Drivers who rack up 12 or more penalty points should no longer be able to use exceptional hardship as a loophole to get out of a ban says the Sentencing Council

It has put forward proposals under which magistrates’ courts would be expected to be cautious before accepting assertions of exceptional hardship without evidence that alternative means of transport are not viable.

Getting 12 or more points on your licence within a three-year period usually leads to a driving ban of at least six-months.

However, people who drive ion business have been able to avoid disqualification if they successfully claim that a ban would cause exceptional hardship.

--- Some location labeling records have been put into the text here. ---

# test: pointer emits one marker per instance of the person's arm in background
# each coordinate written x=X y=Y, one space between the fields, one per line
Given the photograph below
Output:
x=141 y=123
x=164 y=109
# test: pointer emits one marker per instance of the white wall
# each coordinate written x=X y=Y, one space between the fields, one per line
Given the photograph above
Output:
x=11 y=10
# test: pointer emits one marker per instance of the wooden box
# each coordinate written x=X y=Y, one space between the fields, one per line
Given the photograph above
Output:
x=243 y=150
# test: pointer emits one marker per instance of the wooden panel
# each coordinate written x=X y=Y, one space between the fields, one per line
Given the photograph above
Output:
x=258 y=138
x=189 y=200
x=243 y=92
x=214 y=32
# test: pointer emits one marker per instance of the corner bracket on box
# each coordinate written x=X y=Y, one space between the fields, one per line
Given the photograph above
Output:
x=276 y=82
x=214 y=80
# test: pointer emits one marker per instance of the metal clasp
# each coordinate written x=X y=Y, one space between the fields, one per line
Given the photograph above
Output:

According to figures from the DVLA obtained by the driving safety organisation Brake, there are more than 10,000 drivers on UK roads allowed to continue driving despite having 12 or more penalty points.

The Sentencing Council said the loss of employment should not necessarily amount to exceptional hardship, adding that whether or not it does will depend on the circumstances of the offender and the consequences of that loss of employment on the offender and/or others.

Brake has been calling for the removal of the exceptional hardship claim for some time looking to stop what it calls “derisory claims of exceptional hardship” and to ensure that repeat offenders are disqualified from driving.

Joshua Harris, director of campaigns for Brake, said: “Far too often drivers who have been caught repeatedly breaking the law are let off a deserved ban by using the excuse of ‘exceptional hardship’, often for pitifully inadequate reasons.

“These are dangerous repeat offenders who have been granted ample opportunity to change their driving behaviour yet continue to put lives at risk through their complete disregard for the law.

“If drivers who rack up 12 points aren’t banned, it undermines, and makes a mockery of, the entire system.”

Company car policy must include comprehensive checking of driver details to ensure that company and insurance laws are complied with.

The Corporate Homicide Act 2007 means that the employer is responsible for ensuring safety on the road and this includes checking all drivers are licenced.